The three core myths driving Israel’s war on Palestine
October 28, 2025
Israeli journalist Gideon Levy, one of the most outspoken moral critics within Israel itself, once summarised what he called the “three core values of Israeli society”: the belief that Jews are the chosen people; that they are the world’s ultimate victims; and that Palestinians are not equal human beings.
While harsh, his words illuminate how the ideological framework of the Israeli state continues to justify ongoing violence and domination over the Palestinian people.
The current war on Gaza, marked by mass civilian deaths and destruction of infrastructure, cannot be understood without recognising these underlying myths. They have shaped Israeli policy for decades, enabling its leadership to act with impunity, to dismiss international law and to frame even the most disproportionate assaults as moral necessity.

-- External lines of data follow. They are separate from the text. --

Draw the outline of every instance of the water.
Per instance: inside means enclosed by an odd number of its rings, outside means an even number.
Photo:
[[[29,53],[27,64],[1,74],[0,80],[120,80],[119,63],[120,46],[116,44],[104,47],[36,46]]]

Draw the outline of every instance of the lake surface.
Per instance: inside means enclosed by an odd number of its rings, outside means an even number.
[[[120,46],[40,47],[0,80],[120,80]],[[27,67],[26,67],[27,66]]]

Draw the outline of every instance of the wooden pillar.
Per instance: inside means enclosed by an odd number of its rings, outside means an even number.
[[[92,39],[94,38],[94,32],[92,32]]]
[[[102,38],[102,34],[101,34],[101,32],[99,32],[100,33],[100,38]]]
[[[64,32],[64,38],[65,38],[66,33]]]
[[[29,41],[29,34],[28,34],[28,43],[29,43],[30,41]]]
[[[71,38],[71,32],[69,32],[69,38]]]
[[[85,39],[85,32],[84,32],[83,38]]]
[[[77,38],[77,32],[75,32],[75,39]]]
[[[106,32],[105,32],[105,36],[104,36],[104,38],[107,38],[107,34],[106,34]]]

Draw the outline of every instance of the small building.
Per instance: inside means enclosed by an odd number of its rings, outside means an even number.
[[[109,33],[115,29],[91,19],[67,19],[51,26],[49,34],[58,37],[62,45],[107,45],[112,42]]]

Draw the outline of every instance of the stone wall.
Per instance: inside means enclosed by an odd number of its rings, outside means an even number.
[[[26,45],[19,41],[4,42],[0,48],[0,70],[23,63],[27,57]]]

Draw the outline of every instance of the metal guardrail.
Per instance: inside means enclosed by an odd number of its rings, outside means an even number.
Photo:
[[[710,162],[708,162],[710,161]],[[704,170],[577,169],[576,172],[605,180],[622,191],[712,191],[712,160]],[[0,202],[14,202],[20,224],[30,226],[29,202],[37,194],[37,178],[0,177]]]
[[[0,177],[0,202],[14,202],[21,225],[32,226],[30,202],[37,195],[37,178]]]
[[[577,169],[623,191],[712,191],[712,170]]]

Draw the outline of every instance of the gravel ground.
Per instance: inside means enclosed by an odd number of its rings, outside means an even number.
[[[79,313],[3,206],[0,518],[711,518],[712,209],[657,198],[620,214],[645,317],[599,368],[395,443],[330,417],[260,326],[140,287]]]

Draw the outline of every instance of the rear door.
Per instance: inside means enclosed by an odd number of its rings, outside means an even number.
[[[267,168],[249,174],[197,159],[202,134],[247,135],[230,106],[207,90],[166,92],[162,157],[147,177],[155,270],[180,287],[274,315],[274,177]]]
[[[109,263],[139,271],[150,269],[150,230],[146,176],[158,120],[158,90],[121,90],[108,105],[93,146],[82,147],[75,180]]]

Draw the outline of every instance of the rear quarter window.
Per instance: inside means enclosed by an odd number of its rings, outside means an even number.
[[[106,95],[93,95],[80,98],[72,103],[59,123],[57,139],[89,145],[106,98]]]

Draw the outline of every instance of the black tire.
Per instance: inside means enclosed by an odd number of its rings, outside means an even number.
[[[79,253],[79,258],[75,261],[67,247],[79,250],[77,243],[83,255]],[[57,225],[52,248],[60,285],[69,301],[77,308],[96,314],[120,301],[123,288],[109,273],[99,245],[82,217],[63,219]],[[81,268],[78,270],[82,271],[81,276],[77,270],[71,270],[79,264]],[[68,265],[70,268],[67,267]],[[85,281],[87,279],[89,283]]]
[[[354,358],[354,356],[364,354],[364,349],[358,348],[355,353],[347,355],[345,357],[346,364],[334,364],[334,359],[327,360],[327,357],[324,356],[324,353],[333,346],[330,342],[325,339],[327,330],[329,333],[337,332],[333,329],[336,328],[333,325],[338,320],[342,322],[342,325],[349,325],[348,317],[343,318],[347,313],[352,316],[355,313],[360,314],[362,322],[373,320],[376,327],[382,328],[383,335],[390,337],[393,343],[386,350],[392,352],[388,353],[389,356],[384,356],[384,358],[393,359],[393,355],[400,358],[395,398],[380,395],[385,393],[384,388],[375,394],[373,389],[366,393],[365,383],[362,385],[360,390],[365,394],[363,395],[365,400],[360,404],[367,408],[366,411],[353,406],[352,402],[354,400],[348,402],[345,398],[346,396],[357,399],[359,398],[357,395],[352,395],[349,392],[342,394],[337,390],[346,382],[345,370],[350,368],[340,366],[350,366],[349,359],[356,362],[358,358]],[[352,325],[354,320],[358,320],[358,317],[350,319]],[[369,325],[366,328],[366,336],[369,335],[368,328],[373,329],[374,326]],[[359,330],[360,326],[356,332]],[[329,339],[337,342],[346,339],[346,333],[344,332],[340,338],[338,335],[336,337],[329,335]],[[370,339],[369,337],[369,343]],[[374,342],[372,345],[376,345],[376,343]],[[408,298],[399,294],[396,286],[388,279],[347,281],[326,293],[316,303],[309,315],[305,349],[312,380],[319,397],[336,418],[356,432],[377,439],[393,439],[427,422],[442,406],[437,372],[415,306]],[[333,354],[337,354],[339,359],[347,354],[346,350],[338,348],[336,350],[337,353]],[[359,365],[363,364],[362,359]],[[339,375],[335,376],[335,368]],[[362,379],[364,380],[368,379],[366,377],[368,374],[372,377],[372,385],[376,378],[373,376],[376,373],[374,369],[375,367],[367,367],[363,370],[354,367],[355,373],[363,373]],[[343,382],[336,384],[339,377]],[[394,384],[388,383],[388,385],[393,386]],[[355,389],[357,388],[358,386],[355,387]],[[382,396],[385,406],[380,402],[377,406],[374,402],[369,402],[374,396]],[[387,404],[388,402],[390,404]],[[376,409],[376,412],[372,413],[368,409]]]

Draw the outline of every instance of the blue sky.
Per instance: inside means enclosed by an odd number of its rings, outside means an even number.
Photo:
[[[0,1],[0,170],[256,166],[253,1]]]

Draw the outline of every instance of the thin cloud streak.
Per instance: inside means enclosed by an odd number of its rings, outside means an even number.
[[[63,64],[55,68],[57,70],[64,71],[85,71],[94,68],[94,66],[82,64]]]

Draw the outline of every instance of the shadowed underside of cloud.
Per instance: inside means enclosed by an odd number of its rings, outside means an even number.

The myth of chosenness: Exceptionalism and impunity
Israel’s self-definition as a “Jewish state” has long merged nationalism with theological exceptionalism. From early Zionist ideology to modern political rhetoric, the idea of a divinely sanctioned mission has lent moral cover to the dispossession of others. Prime Minister Benjamin Netanyahu frequently invokes Israel as a “light unto the nations”, implying a moral superiority that overrides external criticism.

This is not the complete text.